Why have I been reblogging so much Soviet paraphernalia? Because I am still reading Ian Frazier’s Travels in Siberia, which I absolutely love.
I feel guilty, because it’s National Poetry Month, and my field of study is poetry, and I should be blogging poetry (which I am, actually, but over at OAR). In lieu of a great post on poetry today, here is a passage from Frazier’s book:
Telling us again that her name was Galina, she pointed down the hill to where she said she lived in her own izba (cabin) with a small black dog and a milk cow. She asked us if we liked poetry. She wrote poetry herself, she said; now we would hear her read her poems. The next we knew we had been walked from the church down to her cabi, which was a tiny, rustic affair with grass growing on the roof and a door frame barely taller than she was…Galina began to declaim her poems after first announcing to us the quality of each one. Some she described as “very good,” some as merely “good.” The sonorousness of her reading reverberated pleasantly in the little open-air roofed shelter where we were sitting, but the poetry’s style was antique and I couldn’t understand a word. After each poem she nodded her head appreciatively while we smiled and murmured praise.
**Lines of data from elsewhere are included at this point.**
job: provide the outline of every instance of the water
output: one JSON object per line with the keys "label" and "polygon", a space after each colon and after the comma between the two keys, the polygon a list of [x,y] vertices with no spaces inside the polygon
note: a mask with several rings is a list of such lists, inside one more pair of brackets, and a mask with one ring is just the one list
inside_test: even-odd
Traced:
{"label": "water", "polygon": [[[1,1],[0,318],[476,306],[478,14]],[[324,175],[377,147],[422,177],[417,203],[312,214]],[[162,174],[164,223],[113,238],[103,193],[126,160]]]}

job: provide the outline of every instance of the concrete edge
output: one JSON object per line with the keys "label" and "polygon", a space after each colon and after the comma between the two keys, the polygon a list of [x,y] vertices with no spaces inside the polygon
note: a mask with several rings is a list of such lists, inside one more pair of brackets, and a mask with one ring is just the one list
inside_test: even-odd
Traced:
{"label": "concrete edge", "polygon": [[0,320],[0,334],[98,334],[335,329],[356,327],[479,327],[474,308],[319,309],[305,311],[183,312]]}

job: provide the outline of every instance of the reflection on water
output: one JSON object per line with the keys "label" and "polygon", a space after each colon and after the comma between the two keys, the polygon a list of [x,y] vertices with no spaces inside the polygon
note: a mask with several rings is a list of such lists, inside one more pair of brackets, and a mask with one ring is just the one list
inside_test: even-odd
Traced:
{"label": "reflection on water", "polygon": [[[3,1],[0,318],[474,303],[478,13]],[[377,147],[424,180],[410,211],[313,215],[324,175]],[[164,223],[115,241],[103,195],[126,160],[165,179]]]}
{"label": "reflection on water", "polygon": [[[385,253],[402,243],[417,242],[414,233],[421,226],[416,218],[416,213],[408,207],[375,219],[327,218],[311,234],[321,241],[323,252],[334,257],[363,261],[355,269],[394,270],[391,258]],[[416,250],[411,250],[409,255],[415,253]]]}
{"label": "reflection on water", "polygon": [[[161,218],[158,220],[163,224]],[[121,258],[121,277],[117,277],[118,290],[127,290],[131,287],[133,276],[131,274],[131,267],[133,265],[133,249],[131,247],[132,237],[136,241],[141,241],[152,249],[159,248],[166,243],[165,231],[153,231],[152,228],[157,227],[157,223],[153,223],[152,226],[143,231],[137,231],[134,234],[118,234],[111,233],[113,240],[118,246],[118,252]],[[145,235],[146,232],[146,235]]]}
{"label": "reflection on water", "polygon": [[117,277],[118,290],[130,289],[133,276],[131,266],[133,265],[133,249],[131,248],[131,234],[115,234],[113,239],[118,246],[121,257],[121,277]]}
and here is the poem by Blok that it brings to mind:
Девушка пела в церковном хоре
О всех усталых в чужом краю,
О всех кораблях, ушедших в море,
О всех, забывших радость свою.
Так пел её голос, летящий в купол,
И луч сиял на белом плече,
И каждый из мрака смотрел и слушал,
Как белое платье пело в луче.
И всем казалось, что радость будет,
Что в тихой заводи все корабли,
Что на чужбине усталые люди
Светлую жизнь себе обрели.
И голос был сладок, и луч был тонок,
И только высоко, у Царских Врат,
Причастный Тайнам,- плакал ребенок
О том, что никто не придет назад.
It is the first poem I memorized in Russian. More poetry posts soon, once I catch up from my conference weekend.